Deodato ficou sem saber como reagir. Não moveu um músculo para retribuir ao carinhoso apelo. Levantou-se, desprendendo-se suavemente das mãos que se deixaram descair. Maria olhava fixamente para os olhos dele. Sem lágrimas e sem palavras. Deodato apenas deixou escapar uma frase:

— Amanhã vai ser um bom dia pra irmos ao Centro.

E saiu.



Quando o casal chegou ao Centro, despertou a maior curiosidade. Mas ninguém se atreveu a perguntar muito. Enquanto esperavam Antunes, sentados no salão principal, as pessoas vinham chegando. Deodato ia apresentando a mulher aos conhecidos. Ninguém tomava a liberdade de vir especular a presença da esposa. Os dirigentes olhavam de longe, acenavam e não se aproximavam.

Antunes muito se admirou de ver a mulher ali.

— Ulalá! Que felicidade! Bons olhos te vejam! Tenho boas novidades pra vocês. Arranjei a cadeira de rodas. Não foi difícil. Um companheiro perdeu o pai recentemente e a cadeira está em desuso. Vai emprestar, até que a gente arrume uma definitiva, do tamanho adequado.
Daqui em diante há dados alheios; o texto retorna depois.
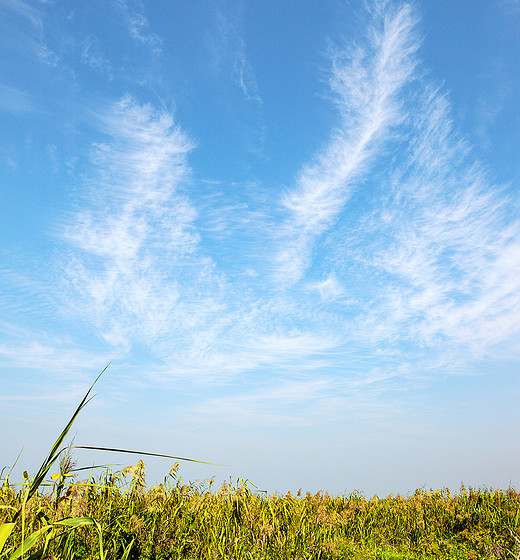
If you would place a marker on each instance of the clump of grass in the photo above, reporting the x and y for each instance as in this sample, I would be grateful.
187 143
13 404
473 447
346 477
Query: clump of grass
178 520
116 516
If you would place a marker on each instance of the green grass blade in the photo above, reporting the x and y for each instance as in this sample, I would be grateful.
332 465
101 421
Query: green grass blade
143 453
75 521
5 531
29 542
56 448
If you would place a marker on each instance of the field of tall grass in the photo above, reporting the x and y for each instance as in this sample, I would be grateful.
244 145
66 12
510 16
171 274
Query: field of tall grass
115 515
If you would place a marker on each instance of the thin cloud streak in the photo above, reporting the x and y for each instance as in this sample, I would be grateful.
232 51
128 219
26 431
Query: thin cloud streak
366 81
136 227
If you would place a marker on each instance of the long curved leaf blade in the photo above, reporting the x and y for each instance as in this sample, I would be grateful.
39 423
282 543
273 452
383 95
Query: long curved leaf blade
143 453
55 451
75 521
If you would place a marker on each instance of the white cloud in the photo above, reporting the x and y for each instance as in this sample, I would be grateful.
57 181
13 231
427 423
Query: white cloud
138 25
366 81
136 228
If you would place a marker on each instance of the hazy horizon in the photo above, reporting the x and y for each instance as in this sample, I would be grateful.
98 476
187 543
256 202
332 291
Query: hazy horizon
293 226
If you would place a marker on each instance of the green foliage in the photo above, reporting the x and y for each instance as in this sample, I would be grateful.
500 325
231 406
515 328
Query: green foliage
117 516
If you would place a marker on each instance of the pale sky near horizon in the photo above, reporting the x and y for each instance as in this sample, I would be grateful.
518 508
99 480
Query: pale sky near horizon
295 225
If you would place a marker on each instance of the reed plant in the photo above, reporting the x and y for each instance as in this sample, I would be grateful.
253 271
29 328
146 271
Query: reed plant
115 515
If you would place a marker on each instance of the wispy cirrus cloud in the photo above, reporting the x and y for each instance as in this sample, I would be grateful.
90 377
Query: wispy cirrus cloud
366 81
138 25
137 226
231 51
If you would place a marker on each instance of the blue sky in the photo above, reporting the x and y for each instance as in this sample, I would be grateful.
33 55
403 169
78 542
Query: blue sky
296 225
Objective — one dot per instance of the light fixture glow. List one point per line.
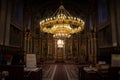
(62, 24)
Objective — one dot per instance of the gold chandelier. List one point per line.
(60, 43)
(62, 24)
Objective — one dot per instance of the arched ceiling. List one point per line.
(45, 8)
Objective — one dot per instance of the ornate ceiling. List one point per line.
(46, 8)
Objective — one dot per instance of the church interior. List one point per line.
(59, 40)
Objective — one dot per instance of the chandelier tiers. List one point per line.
(62, 24)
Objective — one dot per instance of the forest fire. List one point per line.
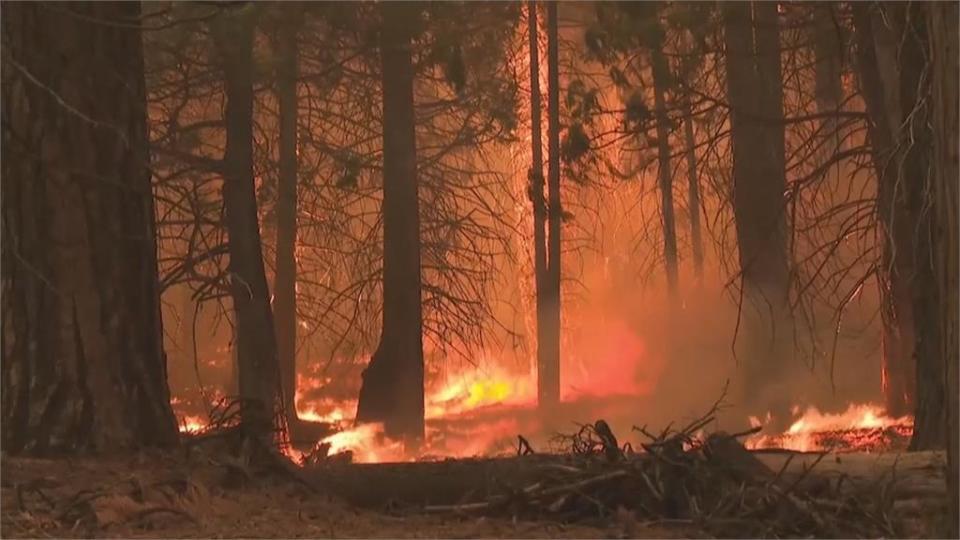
(860, 428)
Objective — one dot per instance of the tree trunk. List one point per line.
(284, 288)
(828, 88)
(914, 164)
(255, 339)
(536, 196)
(661, 76)
(83, 366)
(755, 96)
(945, 94)
(549, 373)
(898, 369)
(693, 191)
(392, 389)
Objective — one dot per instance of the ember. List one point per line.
(861, 428)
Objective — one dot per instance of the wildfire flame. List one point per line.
(859, 428)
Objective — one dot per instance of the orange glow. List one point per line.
(191, 424)
(859, 428)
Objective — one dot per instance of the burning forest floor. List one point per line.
(675, 483)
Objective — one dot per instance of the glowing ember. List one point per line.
(191, 424)
(861, 428)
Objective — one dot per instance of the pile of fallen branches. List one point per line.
(680, 477)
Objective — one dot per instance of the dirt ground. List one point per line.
(168, 496)
(176, 495)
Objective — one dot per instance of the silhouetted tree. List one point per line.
(284, 288)
(544, 356)
(549, 372)
(876, 70)
(83, 366)
(256, 347)
(755, 95)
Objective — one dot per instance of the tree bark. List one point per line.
(661, 76)
(284, 288)
(898, 378)
(536, 196)
(693, 191)
(754, 90)
(83, 367)
(549, 372)
(392, 389)
(945, 94)
(255, 343)
(828, 88)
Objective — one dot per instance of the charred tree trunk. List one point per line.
(284, 288)
(878, 88)
(828, 88)
(661, 77)
(754, 90)
(83, 366)
(255, 343)
(693, 191)
(392, 389)
(945, 94)
(536, 196)
(549, 372)
(914, 164)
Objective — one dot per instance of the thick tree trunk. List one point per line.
(661, 76)
(754, 90)
(392, 389)
(915, 162)
(284, 288)
(255, 339)
(828, 87)
(693, 191)
(536, 196)
(898, 369)
(83, 367)
(945, 94)
(549, 372)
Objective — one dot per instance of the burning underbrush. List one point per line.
(860, 428)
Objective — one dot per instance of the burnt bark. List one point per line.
(548, 375)
(661, 77)
(754, 89)
(536, 196)
(913, 163)
(828, 88)
(255, 343)
(83, 367)
(945, 95)
(284, 285)
(878, 84)
(392, 389)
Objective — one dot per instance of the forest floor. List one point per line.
(176, 494)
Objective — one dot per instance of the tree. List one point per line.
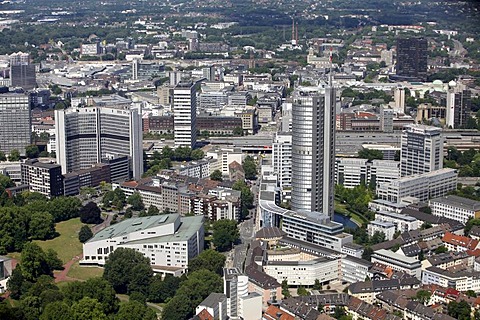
(85, 234)
(57, 310)
(14, 155)
(225, 233)
(423, 296)
(301, 291)
(161, 290)
(285, 291)
(135, 200)
(90, 213)
(459, 310)
(120, 265)
(87, 309)
(34, 262)
(193, 290)
(142, 275)
(134, 310)
(41, 226)
(15, 283)
(32, 151)
(208, 259)
(216, 175)
(250, 168)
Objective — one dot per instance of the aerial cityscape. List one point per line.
(244, 160)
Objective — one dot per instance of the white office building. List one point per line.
(421, 150)
(235, 287)
(304, 273)
(401, 222)
(387, 228)
(169, 241)
(313, 149)
(455, 208)
(89, 135)
(16, 128)
(185, 114)
(398, 262)
(282, 159)
(461, 280)
(421, 186)
(352, 172)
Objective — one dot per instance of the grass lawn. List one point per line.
(66, 245)
(84, 273)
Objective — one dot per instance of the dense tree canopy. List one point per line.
(225, 234)
(208, 259)
(90, 213)
(122, 268)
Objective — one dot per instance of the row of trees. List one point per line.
(31, 216)
(40, 298)
(467, 162)
(163, 160)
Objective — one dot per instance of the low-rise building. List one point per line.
(385, 227)
(402, 222)
(455, 207)
(169, 241)
(44, 178)
(216, 306)
(455, 242)
(461, 280)
(304, 273)
(422, 186)
(354, 269)
(398, 262)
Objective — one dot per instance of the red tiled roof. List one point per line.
(461, 241)
(275, 313)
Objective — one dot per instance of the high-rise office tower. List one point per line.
(282, 158)
(86, 136)
(399, 100)
(22, 73)
(412, 58)
(313, 149)
(16, 126)
(459, 104)
(421, 150)
(235, 286)
(185, 114)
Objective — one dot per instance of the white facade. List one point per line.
(313, 149)
(86, 136)
(225, 157)
(352, 172)
(168, 241)
(423, 186)
(401, 222)
(282, 159)
(304, 272)
(398, 262)
(455, 208)
(354, 269)
(185, 114)
(387, 228)
(461, 281)
(196, 169)
(421, 150)
(235, 286)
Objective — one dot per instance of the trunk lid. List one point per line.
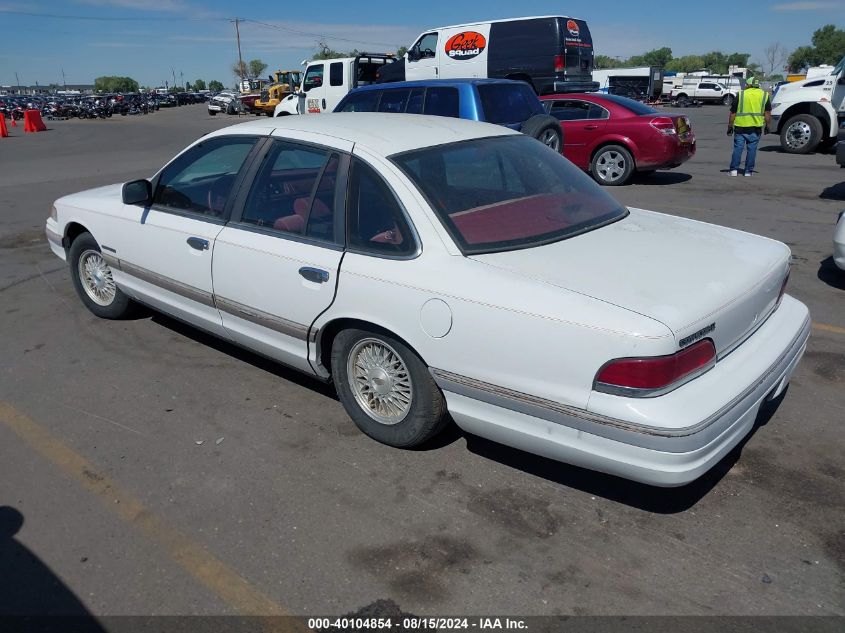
(688, 275)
— Muito obrigado, amigo! — Deodato reconhecia que Antunes estava empenhado em cumprir as promessas. Não duvidava que estivesse mesmo frustrado por não ter convencido Cléber a acompanhá-lo.

Ia por aí a conversa, quando Josefa veio ao encontro deles. Fora avisada na cozinha da presença da esposa de Deodato e se despachou imediatamente para o entendimento que julgava de lei.

— Deus te abençoe, querida irmã! Eu sou a Josefa que o teu marido deve ter falado. Graças a Deus que você veio até o Centro! Agora tudo vai ficar claro pra tua compreensão. Rezei muito pra que o casal se unisse, se fosse esse o destino de ambos.

Deodato não sabia o que dizer. Maria gostou dos modos da viúva. Não fazia idéia de que poderia aceitar tão pacificamente a perda do homem por quem se interessara. Compreendia, finalmente, que era verdade o que o marido dissera sobre ter sido ela quem o incentivara a procurar resolver os problemas antigos, antes de criar um novo lar. Mas não disse palavra, com medo de não corresponder à lucidez da outra. Apenas estendeu o braço, oferecendo a mão para o aperto da polidez social.

Josefa, entretanto, se espremeu no estreito corredor entre as cadeiras, empurrou as que estavam na frente, fez espaço, puxou a grávida para si e a apertou demoradamente contra o peito, sussurrando-lhe ao ouvido:

— Esteja certa de que o teu marido gosta de você e que só está procurando um motivo pra se reconciliar de vez. Deus te ajude, irmãzinha!

Pela primeira vez, durante todos aqueles meses, brotaram lágrimas dos olhos de Maria. Mas não aninhou a cabeça no peito do marido, como seria de se esperar. Pegou um lenço no bolso e mergulhou a cara nele. Precisava esconder a vergonha. Quando levantou a cabeça, Antunes e a viúva haviam desaparecido. Só Deodato estava sentado no mesmo lugar, olhos vazios perdidos no espaço.

Em silêncio ficaram até o início da palestra.

O orador falou sobre a necessidade de os médiuns se resguardarem dos maus pensamentos nos dias de sessão. Houve quem fizesse perguntas. Quarenta e cinco minutos depois, iniciava-se a sessão de passes, para o que se formou uma fila, a partir de uma das portas laterais.

— Você quer tomar passe?

— Que é isso?

— Você entra. Senta. Põe as mãos sobre os joelhos, com as palmas pra cima. Fecha os olhos. Faz uma oração. Pode ser o pai-nosso. Enquanto isso, uma pessoa reza por você, pedindo aos bons espíritos que tirem tudo que encontrarem de ruim: encostos, maus fluidos etc. Se não fizer bem, mal não vai fazer.

— Vamos lá.

Maria não era tão ignorante que não soubesse o que era uma benzedeira. Imaginou alguma coisa assim e foi tomar lugar na fila.

Ali, uma senhora perguntou a Deodato se era o primeiro filho. Não se apertou, parecendo ter a resposta na ponta da língua:

— O sexto. Dois meninos e três meninas. Esse aí também é menino.

— Hoje em dia, os exames mostram claramente o sexo das crianças. Até está perdendo a graça.

Maria não quis participar da conversa. Fingiu estar concentrada numa oração, movimentando sutilmente os lábios. A curiosa se calou e Deodato passou o braço em torno dos ombros da mulher. Sentiu um estremecimento que lhe foi transmitido involuntariamente pela esposa. Percebeu que o rosto se ruborizava, mas se manteve firme. Lembrava-se da atitude de Josefa. Não havia mais dúvida possível: iria voltar para a esposa. “Seja o que Deus quiser!...”

Naquela noite, Deodato reassumiu seu lugar no leito conjugal.